"Oh, please, don't, don't,"—she raised her hands and covered her face,—"I hardly know that, even now, I have the strength to carry out my uncle's wishes."
"But when?" he asked, more soberly.
"In three days. Frank is getting a special licence; we are——" She hesitated, and he waited.
"We are going to Paris," she said, with a pink flush in her face, "but Frank wishes that we shall live"—she stopped again, and then went on almost defiantly—"that we shall live apart, although we shall not be able to preserve that fact a secret."
He nodded.
"I understand," he said; "therein Mr. Doughton shows an innate delicacy, which I greatly appreciate."

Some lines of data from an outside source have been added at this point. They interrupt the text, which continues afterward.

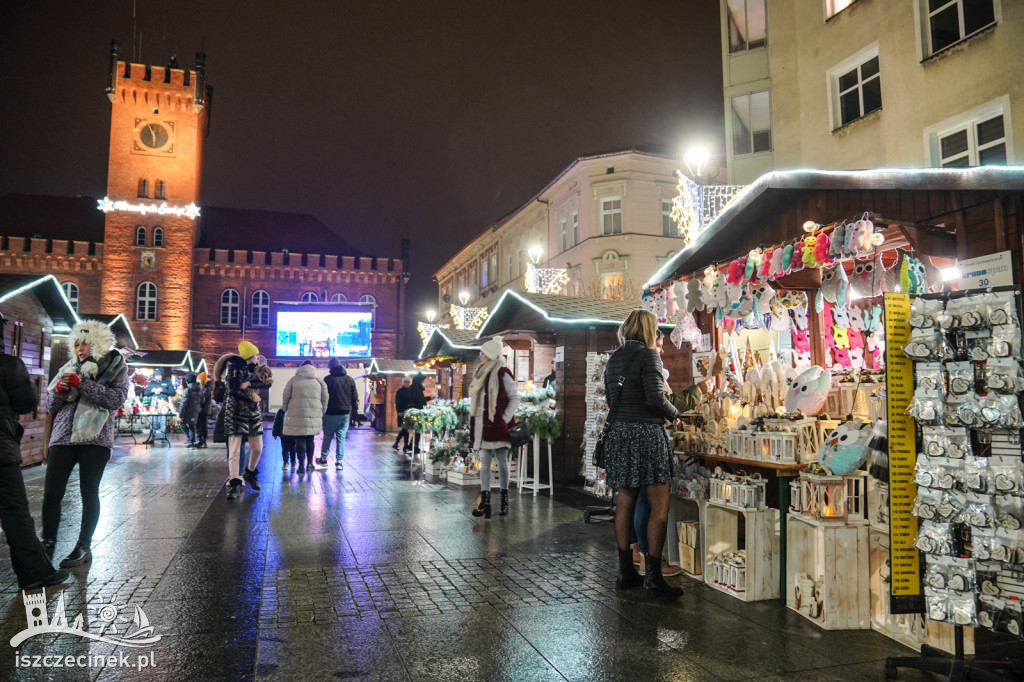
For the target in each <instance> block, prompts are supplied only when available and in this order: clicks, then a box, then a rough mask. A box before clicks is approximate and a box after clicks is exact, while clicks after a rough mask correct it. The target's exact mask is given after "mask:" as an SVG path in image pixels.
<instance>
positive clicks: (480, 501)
mask: <svg viewBox="0 0 1024 682" xmlns="http://www.w3.org/2000/svg"><path fill="white" fill-rule="evenodd" d="M473 516H482V517H483V518H490V491H480V497H479V498H477V500H476V509H474V510H473Z"/></svg>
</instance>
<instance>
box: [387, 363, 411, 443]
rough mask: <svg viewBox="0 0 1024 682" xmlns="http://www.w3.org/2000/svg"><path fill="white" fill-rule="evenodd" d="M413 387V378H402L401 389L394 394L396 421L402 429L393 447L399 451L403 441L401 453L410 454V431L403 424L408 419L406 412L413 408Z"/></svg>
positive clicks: (397, 436)
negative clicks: (398, 441)
mask: <svg viewBox="0 0 1024 682" xmlns="http://www.w3.org/2000/svg"><path fill="white" fill-rule="evenodd" d="M412 385H413V378H412V377H402V380H401V388H399V389H398V390H396V391H395V392H394V412H395V419H397V421H398V426H399V427H400V428H401V430H400V431H398V436H397V437H396V438H395V439H394V444H393V445H391V447H392V449H394V450H398V441H399V440H401V441H402V444H401V452H403V453H408V452H409V429H407V428H406V425H404V424H402V421H403V420H404V418H406V411H407V410H409V409H410V408H412V407H413V395H412V390H411V389H410V386H412Z"/></svg>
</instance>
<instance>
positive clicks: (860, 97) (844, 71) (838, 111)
mask: <svg viewBox="0 0 1024 682" xmlns="http://www.w3.org/2000/svg"><path fill="white" fill-rule="evenodd" d="M828 86H829V88H830V92H831V109H833V128H834V129H835V128H840V127H842V126H845V125H846V124H848V123H850V122H851V121H856V120H857V119H859V118H861V117H862V116H866V115H867V114H870V113H871V112H874V111H878V110H880V109H882V77H881V75H880V74H879V46H878V44H877V43H876V44H873V45H871V46H869V47H867V48H866V49H863V50H861V51H860V52H858V53H857V54H855V55H853V56H852V57H851V58H849V59H847V60H846V61H844V62H843V63H841V65H839V66H838V67H835V68H833V69H831V70H830V71H829V72H828Z"/></svg>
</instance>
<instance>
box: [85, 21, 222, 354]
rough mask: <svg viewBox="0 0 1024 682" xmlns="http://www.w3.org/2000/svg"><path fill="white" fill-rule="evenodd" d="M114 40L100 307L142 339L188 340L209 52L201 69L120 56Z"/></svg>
mask: <svg viewBox="0 0 1024 682" xmlns="http://www.w3.org/2000/svg"><path fill="white" fill-rule="evenodd" d="M119 57H120V44H119V43H118V42H117V41H112V43H111V66H110V80H109V83H108V86H106V93H108V96H109V97H110V99H111V102H112V106H111V148H110V157H109V158H110V161H109V169H108V176H106V200H105V201H104V202H102V203H101V206H100V208H101V209H103V210H105V211H106V218H105V223H104V228H103V231H104V237H103V275H102V292H101V294H100V310H101V312H103V313H104V314H116V313H119V312H121V313H124V314H125V316H126V317H127V318H128V319H130V321H132V328H133V330H134V331H135V336H136V339H137V341H138V343H139V346H140V347H142V348H151V349H165V350H183V349H186V348H188V347H189V341H190V338H189V337H190V330H191V296H193V284H194V272H193V253H194V252H193V248H194V247H195V246H196V243H197V241H198V239H199V225H198V222H197V215H198V210H197V209H196V205H197V204H199V203H200V199H199V198H200V179H201V175H202V166H203V142H204V140H205V138H206V134H207V130H208V126H209V99H210V90H209V88H208V86H207V84H206V56H205V55H204V54H202V53H197V54H196V69H195V70H188V69H178V68H177V67H176V63H174V61H173V60H172V62H171V63H170V65H169V66H168V67H166V68H165V67H150V66H145V65H137V63H130V62H128V61H121V60H120V58H119Z"/></svg>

Again that little sense of resentment swept through her; the patronage in his tone, the indefinable suggestion of possession was, she thought, uncalled for. That he should approve of Frank in that possessive manner was not far removed from an impertinence.
"Have you thought?" he asked, after a while, "what would happen if you did not marry Frank Doughton in accordance with your uncle's wishes—what terrible calamity would fall upon your uncle?"
She shook her head.
"I do not know," she said, frankly. "I am only beginning to get a dim idea of Mr. Farrington's real character. I always thought he was a kindly and considerate man; now I know him to be——" She stopped, and Poltavo supplied her deficiency of speech.